Spinal cord motion assessed by phase-contrast MRI - An inter-center pooled data analysis

Neuroimage Clin. 2023:37:103334. doi: 10.1016/j.nicl.2023.103334. Epub 2023 Jan 23.

Abstract

Background: Phase-contrast MRI of CSF and spinal cord dynamics has evolved among diseases caused by altered CSF volume (spontaneous intracranial hypotension, normal pressure hydrocephalus) and by altered CSF space (degenerative cervical myelopathy (DCM), Chiari malformation). While CSF seems to be an obvious target for possible diagnostic use, craniocaudal spinal cord motion analysis offers the benefit of fast and reliable assessments. It is driven by volume shifts between the intracranial and the intraspinal compartments (Monro-Kellie hypothesis). Despite promising initial reports, comparison of spinal cord motion data across different centers is challenged by reports of varying value, raising questions about the validity of the findings.

Objective: To systematically investigate inter-center differences between phase-contrast MRI data.

Methods: Age- and gender matched, retrospective, pooled-data analysis across two centers: cardiac-gated, sagittal phase-contrast MRI of the cervical spinal cord (segments C2/C3 to C7/T1) including healthy participants and DCM patients; comparison and analysis of different MRI sequences and processing techniques (manual versus fully automated).
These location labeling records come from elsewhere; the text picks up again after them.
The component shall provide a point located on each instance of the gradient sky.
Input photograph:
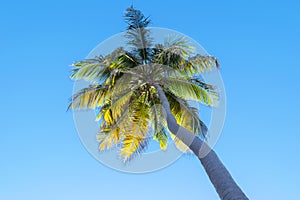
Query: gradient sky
(257, 43)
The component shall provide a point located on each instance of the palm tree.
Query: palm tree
(144, 92)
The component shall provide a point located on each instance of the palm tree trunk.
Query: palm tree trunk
(223, 182)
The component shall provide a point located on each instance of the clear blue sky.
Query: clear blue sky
(257, 43)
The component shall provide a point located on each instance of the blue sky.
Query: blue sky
(257, 44)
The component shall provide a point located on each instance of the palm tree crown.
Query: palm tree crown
(122, 89)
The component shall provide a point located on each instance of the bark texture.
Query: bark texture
(221, 179)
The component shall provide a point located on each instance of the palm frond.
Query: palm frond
(192, 90)
(199, 64)
(137, 33)
(132, 145)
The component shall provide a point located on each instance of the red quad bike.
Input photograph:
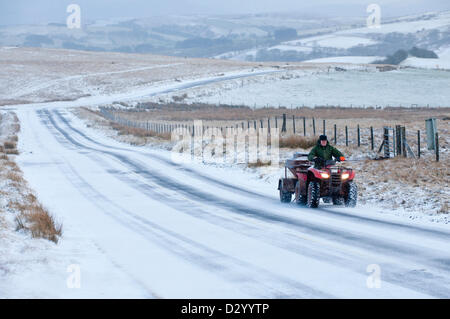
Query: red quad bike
(329, 181)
Results: A genuine craniocaudal spinal cord motion pattern and an increased focal spinal cord motion among DCM patients were depicted by both MRI sequences (p < 0.01). Higher time-resolution resolved steeper and larger peaks, causing inter-center differences (p < 0.01). Comparison of different processing methods showed a high level of rating reliability (ICC > 0.86 at segments C2/C3 to C6/C7).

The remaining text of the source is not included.